Cows ate up to 774 grams per visit and yearlings licked up 816 grams, on average.

“The one that really caught my attention is these calves out on pasture. They ate up to 1,140 grams per day.”

Generally speaking, a 1,300 to 1,400 pound cow requires 35 to 45 grams of salt per day, said Yaremcio. That means a herd of 100 cows should go through a 55 lb. bag of salt-mineral in about a week, as a rough guideline.

Though cattle have the ability to crave salt when they need it, they don’t have the same innate sense when it comes to minerals.

Research in Nebraska tested cows’ nutritional wisdom by putting various minerals in separate pots or feeders. The cows, all given the same alfalfa-brome hay, ended up overindulging in limestone even though their feed was already high in calcium.

“It’s up to us to provide a balance of what’s required,” said Yaremcio, because cattle won’t seek out sources of mineral in which they are deficient.

However, mineral needs vary across Western Canada, he added.

“Many years ago, they determined that cobalt and iodine in Western Canada is virtually non-existent in any feeds that are grown locally,” said Yaremcio. That’s why blue salt, which contains cobalt and iodine, has long been so common.

The region also lacks other vital minerals.

“Across Western Canada, generally copper, manganese, zinc and selenium are deficient.”

That’s why switching from blue salt to a fortified trace mineral product might pay off. Another study by Hand showed a 25 lb. improvement in weaning weights when cows and calves were provided with the latter type.

Yaremcio recommends the use of fortified salt as opposed to blue salt year round, unless mineral is already being delivered in a feed ration.

When it comes to the question of block versus loose salt and mineral, either one works fine in summer, although high winds can sometimes sweep away loose product. If salt boxes aren’t protected from rain, loose salt can also cake up and be hard for cattle to ingest, or partially dissolve and wash away.

However, loose salt-mineral has major advantages in winter.

“When we had –25, –30 degree temperatures, licking on a block of salt is no different than you and me going out to the John Deere tractor and trying to lick the fender,” said Yaremcio.

“You’ll get 25 percent improvement in salt intake in loose form when it’s cold, just because it’s easier for them to eat.”
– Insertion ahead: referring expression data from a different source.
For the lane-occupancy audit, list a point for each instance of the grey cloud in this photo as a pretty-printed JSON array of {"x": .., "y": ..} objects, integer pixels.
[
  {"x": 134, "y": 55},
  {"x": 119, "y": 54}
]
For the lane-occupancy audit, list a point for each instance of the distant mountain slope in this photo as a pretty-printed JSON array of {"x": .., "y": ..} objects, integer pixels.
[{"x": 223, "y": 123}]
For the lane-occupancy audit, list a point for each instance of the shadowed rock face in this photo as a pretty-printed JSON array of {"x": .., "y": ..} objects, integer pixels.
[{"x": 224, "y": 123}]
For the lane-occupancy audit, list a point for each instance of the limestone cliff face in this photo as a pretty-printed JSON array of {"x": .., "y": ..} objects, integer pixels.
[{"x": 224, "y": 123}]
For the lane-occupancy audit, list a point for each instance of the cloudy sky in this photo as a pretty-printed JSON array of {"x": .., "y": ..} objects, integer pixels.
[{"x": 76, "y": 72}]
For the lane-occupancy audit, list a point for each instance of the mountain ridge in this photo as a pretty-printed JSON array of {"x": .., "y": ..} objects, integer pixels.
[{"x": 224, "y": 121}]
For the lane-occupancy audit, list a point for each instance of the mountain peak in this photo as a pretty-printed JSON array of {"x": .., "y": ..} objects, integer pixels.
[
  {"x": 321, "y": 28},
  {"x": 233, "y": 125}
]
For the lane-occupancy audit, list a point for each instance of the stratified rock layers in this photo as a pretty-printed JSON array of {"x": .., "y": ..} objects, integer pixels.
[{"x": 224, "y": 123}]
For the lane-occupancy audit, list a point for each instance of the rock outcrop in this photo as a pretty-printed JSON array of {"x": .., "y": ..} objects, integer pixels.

As for placement of the salt and mineral, he recommends putting it near the loafing or sleeping area if improved intake is desired. That way restless cows have easy access because they eat most of their salt at night.

Cattle don’t like the tastes of phosphorus and magnesium, which are bitter, or calcium, which dries out the mouth. Offering salt and minerals together provides a better chance of sufficient intake.

If they’re still not eating enough mineral, Yaremcio suggests adding dried molasses or another tasty feed to the salt-mineral mix.

“What you want to do is monitor the intake of the salt and mineral so that you adjust the amount of molasses that you include in the mixture to get the right amount of intake on average.”

When buying salt and mineral, Yaremcio recommends checking the labels for the various concentrations to ensure value and correct type.

And need will vary by region. For example, the high molybdenum levels in Manitoba and high sulfur levels in Alberta tend to tie up copper, so a mix with higher supplemental copper is likely to be needed.

Cattle requirements also vary as the grazing season progresses, Yaremcio said. Calcium content in feed tends to decline over summer so the mineral mix may need to be changed accordingly.

Salt content in the water is also a consideration. Some regions of Alberta already have sufficient salt in the water. That might require mineral to be provided in silage or some other feed palatable to the cattle.